Fra tanti affannati interpreti della “società civile”, ci voleva un politico di lungo corso come Giorgio Napolitano per segnalare l’incombere di una “questione sociale” e per ricordare, con le parole di Benedetto Croce, che “senza politica nessun proposito, per nobile che sia, giunge alla sua pratica attuazione”.
Dalla questione sociale, del resto, nasce la politica moderna. Per affrontarla, più di cent’anni fa, nacquero prima i partiti socialisti e poi altri partiti che si sforzarono a loro volta di interpretare i bisogni e gli interessi dei ceti sociali che la rivoluzione industriale aveva formato, soppiantando consorterie notabilari o clericali spesso animate dai più nobili propositi.
Anche oggi, nel pieno della terza rivoluzione industriale, la società civile non è il regno dell’armonia, ma il luogo in cui si apre una “questione”: con buona pace dei Dulcamara che intendono “rappresentarla” così com’è, e dei Capitan Fracassa che addirittura vogliono guidarla alla “rivoluzione” cominciando con lo stuprare l’icona del “Quarto Stato” di Pelizza da Volpedo.

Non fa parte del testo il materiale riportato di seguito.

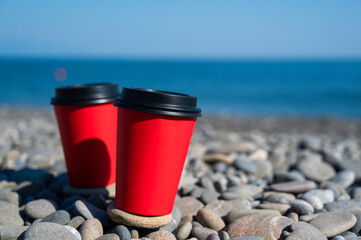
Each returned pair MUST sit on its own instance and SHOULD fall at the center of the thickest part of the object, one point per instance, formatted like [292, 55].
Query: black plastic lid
[159, 102]
[93, 93]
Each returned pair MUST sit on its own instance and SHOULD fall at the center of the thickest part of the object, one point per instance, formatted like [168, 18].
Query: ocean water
[301, 88]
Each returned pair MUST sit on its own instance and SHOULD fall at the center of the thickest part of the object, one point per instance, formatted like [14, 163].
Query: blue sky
[181, 29]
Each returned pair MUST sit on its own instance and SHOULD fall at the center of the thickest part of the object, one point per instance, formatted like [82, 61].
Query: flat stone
[161, 235]
[129, 219]
[202, 233]
[108, 191]
[344, 178]
[293, 187]
[89, 211]
[222, 208]
[122, 232]
[210, 219]
[236, 214]
[176, 218]
[75, 222]
[11, 231]
[302, 230]
[188, 205]
[10, 214]
[282, 208]
[301, 207]
[183, 231]
[91, 229]
[332, 224]
[316, 170]
[110, 236]
[277, 197]
[245, 165]
[268, 227]
[40, 208]
[47, 230]
[217, 157]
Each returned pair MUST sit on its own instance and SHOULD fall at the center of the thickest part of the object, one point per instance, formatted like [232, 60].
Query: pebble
[202, 233]
[344, 178]
[161, 235]
[301, 207]
[61, 217]
[40, 208]
[10, 214]
[11, 231]
[47, 230]
[268, 227]
[235, 214]
[176, 218]
[245, 165]
[302, 230]
[282, 208]
[75, 222]
[332, 224]
[110, 236]
[316, 170]
[293, 187]
[122, 232]
[184, 231]
[188, 205]
[91, 229]
[210, 219]
[222, 208]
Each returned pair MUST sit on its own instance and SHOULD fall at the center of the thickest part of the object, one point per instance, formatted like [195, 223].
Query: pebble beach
[245, 178]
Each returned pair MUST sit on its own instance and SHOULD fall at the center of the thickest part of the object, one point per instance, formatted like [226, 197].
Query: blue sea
[297, 88]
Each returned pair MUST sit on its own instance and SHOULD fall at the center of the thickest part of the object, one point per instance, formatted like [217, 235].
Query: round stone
[10, 214]
[334, 223]
[61, 217]
[47, 230]
[161, 235]
[268, 227]
[91, 229]
[129, 219]
[293, 187]
[39, 208]
[210, 219]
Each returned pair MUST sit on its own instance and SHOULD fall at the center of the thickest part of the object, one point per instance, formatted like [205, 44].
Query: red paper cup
[87, 123]
[154, 132]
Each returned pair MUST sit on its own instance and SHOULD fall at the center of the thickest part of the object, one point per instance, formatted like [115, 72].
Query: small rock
[161, 235]
[268, 227]
[301, 207]
[61, 217]
[332, 224]
[210, 219]
[293, 187]
[39, 208]
[47, 230]
[188, 205]
[91, 229]
[10, 214]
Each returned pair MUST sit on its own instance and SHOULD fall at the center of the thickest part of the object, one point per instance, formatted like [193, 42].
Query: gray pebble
[91, 229]
[122, 232]
[176, 218]
[39, 208]
[11, 231]
[9, 214]
[301, 207]
[61, 217]
[110, 236]
[75, 222]
[45, 231]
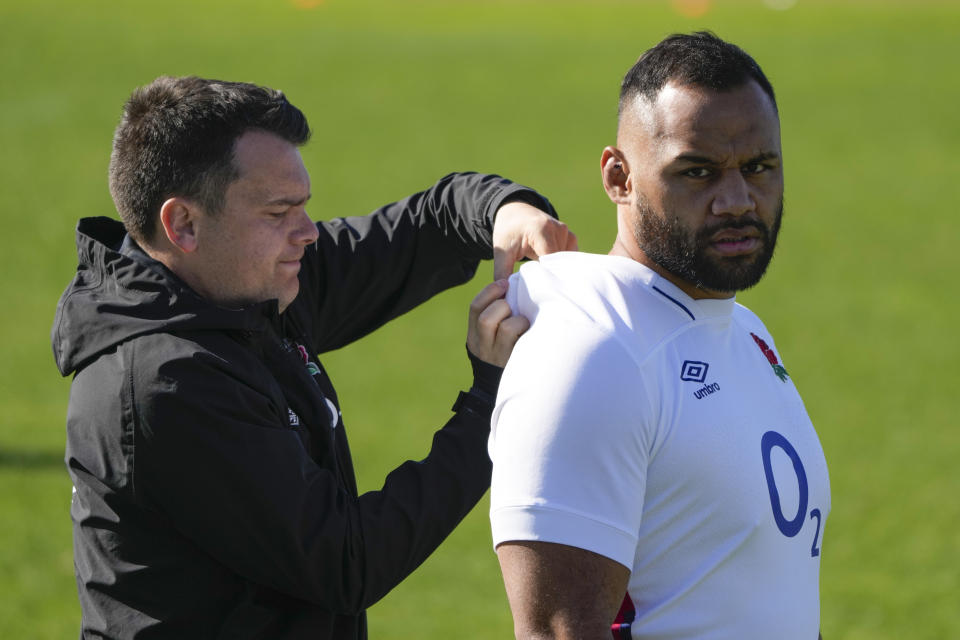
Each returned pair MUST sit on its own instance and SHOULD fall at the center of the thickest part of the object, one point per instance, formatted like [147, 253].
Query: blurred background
[862, 297]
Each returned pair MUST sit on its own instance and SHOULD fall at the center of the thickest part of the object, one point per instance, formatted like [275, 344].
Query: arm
[214, 462]
[364, 271]
[561, 592]
[569, 455]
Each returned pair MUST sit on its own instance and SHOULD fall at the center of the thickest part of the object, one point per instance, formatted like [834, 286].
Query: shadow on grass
[30, 460]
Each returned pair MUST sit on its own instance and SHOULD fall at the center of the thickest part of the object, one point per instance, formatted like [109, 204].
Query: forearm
[367, 270]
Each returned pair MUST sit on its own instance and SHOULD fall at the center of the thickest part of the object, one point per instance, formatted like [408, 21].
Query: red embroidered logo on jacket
[771, 357]
[311, 368]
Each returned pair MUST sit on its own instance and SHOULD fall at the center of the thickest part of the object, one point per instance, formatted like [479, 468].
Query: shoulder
[176, 376]
[586, 296]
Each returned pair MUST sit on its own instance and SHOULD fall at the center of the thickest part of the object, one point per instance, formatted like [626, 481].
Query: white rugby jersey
[664, 433]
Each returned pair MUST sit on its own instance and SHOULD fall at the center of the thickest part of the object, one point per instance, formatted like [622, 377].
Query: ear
[616, 175]
[178, 218]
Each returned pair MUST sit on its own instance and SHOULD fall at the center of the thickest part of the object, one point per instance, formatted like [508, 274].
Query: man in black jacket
[214, 491]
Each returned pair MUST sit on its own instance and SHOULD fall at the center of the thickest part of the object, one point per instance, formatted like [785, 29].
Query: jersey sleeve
[570, 439]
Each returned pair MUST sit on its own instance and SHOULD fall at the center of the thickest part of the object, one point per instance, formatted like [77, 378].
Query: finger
[488, 322]
[503, 261]
[482, 300]
[508, 332]
[477, 343]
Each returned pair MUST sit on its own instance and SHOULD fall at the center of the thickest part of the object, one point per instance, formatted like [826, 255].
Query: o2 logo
[790, 527]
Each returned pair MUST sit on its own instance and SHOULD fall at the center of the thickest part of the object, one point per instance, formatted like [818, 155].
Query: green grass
[862, 295]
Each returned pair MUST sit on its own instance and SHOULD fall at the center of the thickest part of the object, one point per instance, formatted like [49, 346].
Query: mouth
[736, 242]
[292, 264]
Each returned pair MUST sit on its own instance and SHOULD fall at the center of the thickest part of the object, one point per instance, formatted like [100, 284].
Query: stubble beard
[683, 253]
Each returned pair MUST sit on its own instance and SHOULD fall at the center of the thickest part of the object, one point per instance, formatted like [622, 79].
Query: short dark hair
[176, 138]
[699, 59]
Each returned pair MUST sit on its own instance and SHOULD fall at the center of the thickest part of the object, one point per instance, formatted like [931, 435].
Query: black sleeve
[364, 271]
[214, 460]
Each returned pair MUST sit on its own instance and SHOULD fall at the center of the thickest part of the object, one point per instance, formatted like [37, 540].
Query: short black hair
[176, 138]
[699, 59]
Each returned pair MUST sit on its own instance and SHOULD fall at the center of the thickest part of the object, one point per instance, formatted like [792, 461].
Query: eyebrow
[695, 159]
[287, 201]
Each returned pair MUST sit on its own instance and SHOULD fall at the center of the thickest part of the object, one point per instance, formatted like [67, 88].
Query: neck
[629, 249]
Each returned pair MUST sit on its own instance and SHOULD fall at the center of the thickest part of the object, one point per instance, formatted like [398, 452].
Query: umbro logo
[696, 371]
[693, 371]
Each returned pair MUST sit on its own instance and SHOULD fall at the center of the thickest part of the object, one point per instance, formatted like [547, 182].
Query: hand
[492, 329]
[521, 231]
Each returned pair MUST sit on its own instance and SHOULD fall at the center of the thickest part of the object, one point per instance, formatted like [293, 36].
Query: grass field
[862, 296]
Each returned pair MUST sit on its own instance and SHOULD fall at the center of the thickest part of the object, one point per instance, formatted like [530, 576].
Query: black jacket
[214, 492]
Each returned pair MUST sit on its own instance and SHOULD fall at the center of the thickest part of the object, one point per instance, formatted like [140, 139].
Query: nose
[306, 230]
[733, 197]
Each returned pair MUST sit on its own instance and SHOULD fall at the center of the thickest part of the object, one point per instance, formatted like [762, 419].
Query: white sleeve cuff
[531, 523]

Sulla Repubblica di oggi Barbara Spinelli li definisce I Guidatori, ed ammette che Capitan Fracassa avrebbe ragione “se guardiamo alla nostra storia postbellica e ricordiamo come a ritmi regolari sia degenerata in storia criminale”; e che avrebbero ragione i Dulcamara se fosse vero “che il conflitto di idee non sia che rissa letale, e che il grande unico rimedio sia la Repubblica dei Sapienti”.
Per la verità i ricordi della Spinelli sulla nostra storia postbellica non sono i miei, e fra la “rissa letale” del recente passato e la prospettiva imminente della “Repubblica dei sapienti” ci sono più cose di quelle che non sappia la sua filosofia. Ma resta Il fatto che i Guidatori pullulano, mentre latitano le Guide. E che il popolo del “Quarto Stato” non seguiva un Guidatore, ma si costruiva una Guida.
Di una guida (di un progetto, di un itinerario, di una bussola) ha bisogno anche il Quinto Stato, quello che la fantasia di Mario Ceroli ha sovrapposto al Quarto (in questo caso senza stupro). E bisogna essere grati al Capo dello Stato per avercelo ricordato, e per averci impegnato a ricostruire la politica a partire dalla nuova questione sociale.
Un uomo con la storia e la cultura di Giorgio Napolitano non usa l’espressione “questione sociale” a caso. L’allusione, sfuggita ai gazzettieri, alla situazione di fine ottocento credo sia intenzionale. A quei tempi socialisti e liberali unirono le forze contro ingiustizie sociali macroscopiche. Pensando alle prossime elezioni dovremmo tener ben presente questo monito di Napolitano.
In tanti hanno colto la capacità del presidente Napolitano di porre al centro dell’interesse politico la questione sociale. Forse non molti, però, hanno notato un passaggio per così dire lessicale del suo discorso di fine anno agli italiani: non di semplice disagio si tratta, bensì, per l’appunto, di questione.
E qui c’è da discettare. Disagio è parola probabilmente abusata, in diversi ambiti, a motivo della sua capacità evocativa. Indica la presenza di un problema, di una difficoltà, di un vissuto d’inadeguatezza o di incertezza poco chiaro e definibile; un vago non trovarsi bene. E nel contempo rinvia a una condizione di passività, almeno implicita. Chi è a disagio soprattutto subisce eventi e situazioni, vivendoli male. Al carattere di indeterminatezza corrisponde così un quadro esistenziale, individuale o collettivo, di passività; una sorta di posizione passiva.
Porre una questione, etimologicamente, vuol dire invece porre una domanda, un’istanza. La questione ha un carattere aperto; è possibile rispondere in più modi, anche assai dissimili. Nel contempo, però, i contorni del fenomeno che investe persone o gruppi tendono a manifestarsi con maggiore chiarezza, pur nella loro complessità. Questione agraria, questione meridionale, questione operaia, questione ambientale, questione femminile e via proseguendo rappresentano ciascuna un corpus e un intreccio di temi, problemi, interrogativi, enigmi, punti di vista, prospettive, interessi tali da presentare una fisionomia e una sorta di Dna, anche se difficile da decodificare.
Il disagio sovente è per così dire astorico, estemporaneo, “puntiforme”, persino qualora persista indefinitamente. Le questioni hanno invece una loro pur mutevole identità e si situano in un percorso storico, con le loro metamorfosi, il loro acuirsi, il loro attenuarsi.
Insomma: dietro tale distinzione riusciamo a scorgere tutto l’acume e la lucidità del presidente Napolitano.